HEARING MERWIN

HEARING MERWIN
by Scott King

"Our surprise is the satire of society, and our pleasure is a homage to nature." -Chamfort (translation by W. S. Merwin)


It was raining. A fire snapped in the wood stove in Dale Jacobson's cabin in northern Minnesota near La Porte. I stood leaning against a table, as Dale read aloud W. S. Merwin's poem 'The Last One.' Afterward, the cold summer day went on beyond memory into shadow and the fine sifting sound of rain. I was, at the time, falling away from a career as an environmental chemist into poetry-as though a compass needle had been freed to swing into alignment along a new line of force. That poem, at that instant, became an initiation. It was the first I had heard of W. S. Merwin.
* * *
Just as certain men carry jackknives and a child might carry a favorite stuffed animal, I carry books of poems at all times and nearly everyplace I go. Over the years, certain books have accompanied me more than others. If I'm not bent upon reading some new title, I'm likely to grab one of the following off the shelf before heading out the door: Ritsos' The Lady of the Vineyards (because it was thin and because I could read a word or two of the Greek printed enface), Thomas McGrath's The Movie at the End of the World, and W. S. Merwin's The Rain in the Trees (which I believe has the distinction of being the most often in hand).
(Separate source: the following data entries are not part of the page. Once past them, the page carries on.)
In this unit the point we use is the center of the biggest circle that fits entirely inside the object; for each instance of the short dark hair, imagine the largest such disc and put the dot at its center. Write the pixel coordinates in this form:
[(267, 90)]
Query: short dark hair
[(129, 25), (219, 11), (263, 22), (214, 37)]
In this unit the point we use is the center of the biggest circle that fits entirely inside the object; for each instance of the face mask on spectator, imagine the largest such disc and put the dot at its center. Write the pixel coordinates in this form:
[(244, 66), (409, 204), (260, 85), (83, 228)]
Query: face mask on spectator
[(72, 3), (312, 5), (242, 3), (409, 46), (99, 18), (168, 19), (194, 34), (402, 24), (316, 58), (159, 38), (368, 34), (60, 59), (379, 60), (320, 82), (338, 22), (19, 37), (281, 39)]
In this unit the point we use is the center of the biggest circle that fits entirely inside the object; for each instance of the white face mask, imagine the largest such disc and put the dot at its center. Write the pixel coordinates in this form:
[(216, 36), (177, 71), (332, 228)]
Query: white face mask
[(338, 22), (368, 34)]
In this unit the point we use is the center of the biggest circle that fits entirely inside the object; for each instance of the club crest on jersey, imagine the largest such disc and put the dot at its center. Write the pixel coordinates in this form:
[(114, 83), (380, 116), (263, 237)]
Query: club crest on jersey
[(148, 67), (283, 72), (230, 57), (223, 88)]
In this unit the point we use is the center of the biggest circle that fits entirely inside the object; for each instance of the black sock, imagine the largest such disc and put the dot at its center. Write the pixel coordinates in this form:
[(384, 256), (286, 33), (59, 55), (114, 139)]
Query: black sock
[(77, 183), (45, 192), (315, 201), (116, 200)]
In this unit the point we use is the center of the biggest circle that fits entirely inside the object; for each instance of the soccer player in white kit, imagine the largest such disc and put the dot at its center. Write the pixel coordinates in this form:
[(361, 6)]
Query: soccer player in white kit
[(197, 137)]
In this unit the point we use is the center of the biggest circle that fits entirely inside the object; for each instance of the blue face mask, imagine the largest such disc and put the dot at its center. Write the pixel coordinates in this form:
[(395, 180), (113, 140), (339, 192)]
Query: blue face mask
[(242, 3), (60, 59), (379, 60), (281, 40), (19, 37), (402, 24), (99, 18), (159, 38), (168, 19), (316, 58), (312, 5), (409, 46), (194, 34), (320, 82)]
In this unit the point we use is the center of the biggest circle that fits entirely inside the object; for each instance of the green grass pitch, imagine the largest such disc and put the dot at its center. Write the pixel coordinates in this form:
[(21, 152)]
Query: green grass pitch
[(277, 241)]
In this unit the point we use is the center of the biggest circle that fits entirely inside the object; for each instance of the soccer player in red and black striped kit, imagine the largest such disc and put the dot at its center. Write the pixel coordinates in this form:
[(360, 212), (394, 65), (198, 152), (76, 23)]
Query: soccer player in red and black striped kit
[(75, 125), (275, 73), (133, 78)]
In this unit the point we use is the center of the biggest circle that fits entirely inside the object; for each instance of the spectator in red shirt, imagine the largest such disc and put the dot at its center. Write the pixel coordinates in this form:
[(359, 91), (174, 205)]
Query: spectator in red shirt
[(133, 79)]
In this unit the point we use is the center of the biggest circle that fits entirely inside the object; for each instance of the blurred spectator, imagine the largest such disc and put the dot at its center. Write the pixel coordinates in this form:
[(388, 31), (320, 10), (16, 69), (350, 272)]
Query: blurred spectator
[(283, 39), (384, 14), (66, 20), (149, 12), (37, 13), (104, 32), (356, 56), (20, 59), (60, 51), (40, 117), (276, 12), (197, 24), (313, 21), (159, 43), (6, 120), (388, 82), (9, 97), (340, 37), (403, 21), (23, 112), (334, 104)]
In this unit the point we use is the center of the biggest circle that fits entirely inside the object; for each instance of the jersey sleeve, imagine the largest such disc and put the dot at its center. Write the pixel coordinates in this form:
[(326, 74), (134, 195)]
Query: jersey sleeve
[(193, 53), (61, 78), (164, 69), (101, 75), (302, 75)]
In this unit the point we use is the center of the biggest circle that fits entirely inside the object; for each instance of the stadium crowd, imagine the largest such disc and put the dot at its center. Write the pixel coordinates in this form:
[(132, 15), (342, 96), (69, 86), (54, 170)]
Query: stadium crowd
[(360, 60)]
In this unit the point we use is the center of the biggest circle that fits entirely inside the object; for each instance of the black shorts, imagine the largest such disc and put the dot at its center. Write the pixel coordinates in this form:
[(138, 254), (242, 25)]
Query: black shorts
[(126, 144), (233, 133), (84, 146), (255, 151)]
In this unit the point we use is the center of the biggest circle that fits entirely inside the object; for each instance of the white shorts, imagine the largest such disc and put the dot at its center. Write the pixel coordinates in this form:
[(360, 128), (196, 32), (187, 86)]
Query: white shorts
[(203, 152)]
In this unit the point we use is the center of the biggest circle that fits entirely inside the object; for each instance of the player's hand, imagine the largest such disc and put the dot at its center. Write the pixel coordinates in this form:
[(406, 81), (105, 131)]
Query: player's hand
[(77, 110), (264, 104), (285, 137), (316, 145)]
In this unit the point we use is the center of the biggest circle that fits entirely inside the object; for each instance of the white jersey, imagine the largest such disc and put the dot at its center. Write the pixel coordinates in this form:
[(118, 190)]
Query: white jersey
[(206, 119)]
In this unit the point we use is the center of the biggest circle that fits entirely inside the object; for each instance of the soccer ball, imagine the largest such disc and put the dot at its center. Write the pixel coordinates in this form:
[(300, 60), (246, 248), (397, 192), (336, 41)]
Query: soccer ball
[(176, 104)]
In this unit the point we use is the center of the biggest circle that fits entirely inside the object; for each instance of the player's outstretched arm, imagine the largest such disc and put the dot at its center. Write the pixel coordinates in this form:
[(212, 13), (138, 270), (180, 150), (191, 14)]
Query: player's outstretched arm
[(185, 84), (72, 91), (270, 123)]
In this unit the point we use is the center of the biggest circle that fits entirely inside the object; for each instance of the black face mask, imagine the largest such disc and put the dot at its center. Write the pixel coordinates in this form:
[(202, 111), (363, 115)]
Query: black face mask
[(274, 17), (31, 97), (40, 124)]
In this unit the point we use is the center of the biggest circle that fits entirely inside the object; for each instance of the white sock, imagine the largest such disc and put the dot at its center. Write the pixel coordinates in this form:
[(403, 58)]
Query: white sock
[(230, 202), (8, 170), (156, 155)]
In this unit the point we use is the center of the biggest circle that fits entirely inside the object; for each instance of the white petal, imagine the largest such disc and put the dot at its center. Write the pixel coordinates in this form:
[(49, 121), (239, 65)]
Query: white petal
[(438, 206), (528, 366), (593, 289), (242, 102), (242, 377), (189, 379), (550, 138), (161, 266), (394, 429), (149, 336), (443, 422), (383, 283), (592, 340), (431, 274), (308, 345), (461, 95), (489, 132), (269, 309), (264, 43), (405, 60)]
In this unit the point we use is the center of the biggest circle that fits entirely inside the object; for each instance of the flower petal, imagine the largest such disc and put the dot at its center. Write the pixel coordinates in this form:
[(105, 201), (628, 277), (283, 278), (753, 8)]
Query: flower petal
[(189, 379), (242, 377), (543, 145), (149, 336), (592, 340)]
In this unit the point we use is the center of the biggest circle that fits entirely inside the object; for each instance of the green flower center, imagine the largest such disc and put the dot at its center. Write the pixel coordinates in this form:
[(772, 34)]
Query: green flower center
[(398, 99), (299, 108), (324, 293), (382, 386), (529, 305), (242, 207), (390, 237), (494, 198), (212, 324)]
These books have been my guides, my return to them nothing more, perhaps, than a simple migratory act.

At some point I bought an audio cassette of Merwin reading his poems. I listened and listened until word and image grew familiar and comfortable like popular songs. Many lines lodged in my memory and became near to proverbs: "Men think they are better than grass", "Well they made up their minds to be everywhere because why not", "I take with me the emptiness of my hands / what you do not have you find everywhere", "He was old he will have fallen into his eyes" and on and on... Some people quote the Bible, I can quote Merwin.

Not long ago, my father brought a large piece of magnetite, or lodestone, that had once been my grandfather's. A metal plate and hook are fastened to the top of the stone so it can be suspended. I picture my grandfather camping on the high plateaus of the western Great Plains, hauling out this forty pound stone and hanging it from a branch to amuse others at the campsite with his one-of-a-kind compass. I'm delighted to have this odd treasure. If I hung it in my home, I suspect there's a chance the points and bulges of this crude needle will swing toward the shelf where Merwin's books sit, poem after poem in those pages, their glistening images, their magnetic seriousness.

Thomas McGrath's tribute poem for Merwin, 'Totems (III)' provides some useful insights or approaches to the sometimes mysterious and puzzling poems. It begins: "If you follow his tracks in the deep snow you can't believe it- / Sometimes a two-legged, sometimes a four-legged, sometimes a winged, sometimes / A boat-or a barn door-it's certainly Merwin." This was one of the things I most admired about Merwin's poems-the surprising perspectives and the riddles. I love finding myself suddenly on a mountain in the rain in the leaves or in some far distant time. And I enjoy the challenge of having to follow or find my way back (or farther afield), with only the language and voice to guide me. The sureness of voice, the moral stance, and the richness of image made it easy to persist in finding the gift of unfamiliar landscapes and experiences, to eventually put the poem on like a mask or a telescope.

'Hearing' (the penultimate poem from Opening the Hand) contains an apt depiction of what a reader may experience with Merwin's large body of work. Here we follow the poet as he climbs a cliff face to fill his tin cup with falling water:

"holding on I moved closer
left foot on a rock in the water
right foot on a rock in deeper water
at the edge of the fall
then from under the weight of my right foot
came a voice like a small bell singing
over and over one clear treble
syllable

I could feel it move
I could feel it ring in my foot in my skin
everywhere
in my ears in my hair
I could feel it in my tongue and in the hand
holding the cup
as long as I stood there it went on
without changing"

If the day comes when I have the opportunity to guide a younger poet (as I was once guided) I will say, "Here, read this. This is W. S. Merwin."